Alba. . Michele Ferrero machte Kinder-Schokolade, Überraschungseier und Hanuta zu Weltmarken. Der italienische Milliardär ist mit 89 Jahren gestorben.
Eine ganze Stadt trauert. Und das ist nicht übertrieben. „Wir verdanken ihm alles”, sagt der Bürgermeister des piemontesischen Alba. Und nun ist er tot: Michele Ferrero. Erfinder ebenso wie exzellenter Vermarkter von Süßwarenklassikern mit Weltberühmtheit: Nutella, Mon Chéri, „kinder”-Schokolade und die ganze „kinder“-Palette drumherum, Hanuta, Tic Tac, Duplo, Ü-Eier, Ferrero-Rocher und –Küsschen, Raffaello und so weiter und so fort.
Mit 89 Jahren ist Michele Ferrero am Samstag in Montecarlo gestorben.
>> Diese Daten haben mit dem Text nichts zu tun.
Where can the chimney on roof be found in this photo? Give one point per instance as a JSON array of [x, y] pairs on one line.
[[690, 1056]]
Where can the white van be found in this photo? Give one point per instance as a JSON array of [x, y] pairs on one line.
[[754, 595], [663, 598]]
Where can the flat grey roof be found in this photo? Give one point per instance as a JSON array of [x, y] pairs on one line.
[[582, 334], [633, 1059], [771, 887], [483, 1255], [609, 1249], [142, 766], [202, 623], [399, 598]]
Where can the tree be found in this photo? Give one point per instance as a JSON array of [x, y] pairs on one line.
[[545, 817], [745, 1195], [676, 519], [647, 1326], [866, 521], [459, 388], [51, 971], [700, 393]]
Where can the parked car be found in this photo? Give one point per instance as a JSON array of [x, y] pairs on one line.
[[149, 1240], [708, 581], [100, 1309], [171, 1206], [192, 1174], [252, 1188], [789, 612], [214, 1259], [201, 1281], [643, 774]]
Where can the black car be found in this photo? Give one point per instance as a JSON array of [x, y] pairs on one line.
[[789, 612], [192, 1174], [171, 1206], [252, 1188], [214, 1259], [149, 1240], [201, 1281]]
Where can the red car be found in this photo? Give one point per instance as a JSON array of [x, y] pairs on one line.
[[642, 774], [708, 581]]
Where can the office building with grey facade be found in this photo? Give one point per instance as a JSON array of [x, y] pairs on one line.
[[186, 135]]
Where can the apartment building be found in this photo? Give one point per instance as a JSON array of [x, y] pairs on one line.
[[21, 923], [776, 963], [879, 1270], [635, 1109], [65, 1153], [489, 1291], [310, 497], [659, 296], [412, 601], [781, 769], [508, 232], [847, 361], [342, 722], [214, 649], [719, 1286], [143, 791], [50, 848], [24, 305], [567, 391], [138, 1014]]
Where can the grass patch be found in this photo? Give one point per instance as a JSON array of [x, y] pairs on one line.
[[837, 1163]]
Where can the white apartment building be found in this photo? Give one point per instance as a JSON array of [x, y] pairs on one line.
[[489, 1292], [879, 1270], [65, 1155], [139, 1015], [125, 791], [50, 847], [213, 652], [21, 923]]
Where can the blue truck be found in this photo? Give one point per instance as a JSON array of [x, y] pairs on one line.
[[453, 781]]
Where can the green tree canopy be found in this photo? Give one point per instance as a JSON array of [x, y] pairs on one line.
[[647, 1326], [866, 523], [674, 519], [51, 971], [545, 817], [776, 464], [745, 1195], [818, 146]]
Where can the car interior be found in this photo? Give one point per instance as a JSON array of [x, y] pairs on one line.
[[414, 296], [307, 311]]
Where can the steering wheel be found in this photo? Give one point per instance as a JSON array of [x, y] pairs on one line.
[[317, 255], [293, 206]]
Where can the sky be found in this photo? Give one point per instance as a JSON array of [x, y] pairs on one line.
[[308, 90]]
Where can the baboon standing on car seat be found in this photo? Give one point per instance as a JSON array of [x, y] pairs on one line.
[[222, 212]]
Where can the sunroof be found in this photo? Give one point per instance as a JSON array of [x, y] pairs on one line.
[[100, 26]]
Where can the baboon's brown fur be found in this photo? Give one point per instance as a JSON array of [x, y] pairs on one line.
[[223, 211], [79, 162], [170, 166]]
Bis er krank wurde vor einigen Wochen, so hieß es, sei er täglich in seiner Stammfabrik aufgetaucht – auch als Ideengeber und als Tester für neue Produkte, wie immer schon seit 1949, seit er das winzige Süßwarengeschäft seines Vaters übernahm. In welchen Dimensionen er damals schon dachte, wird daran deutlich, dass er bereits 1956 ein Werk in Deutschland gründete, im hessischen Stadtallendorf. „Wenn wir in Europa niemand sind,” sagte er damals schon, „sind wir auf dem italienischen Markt auch niemand“.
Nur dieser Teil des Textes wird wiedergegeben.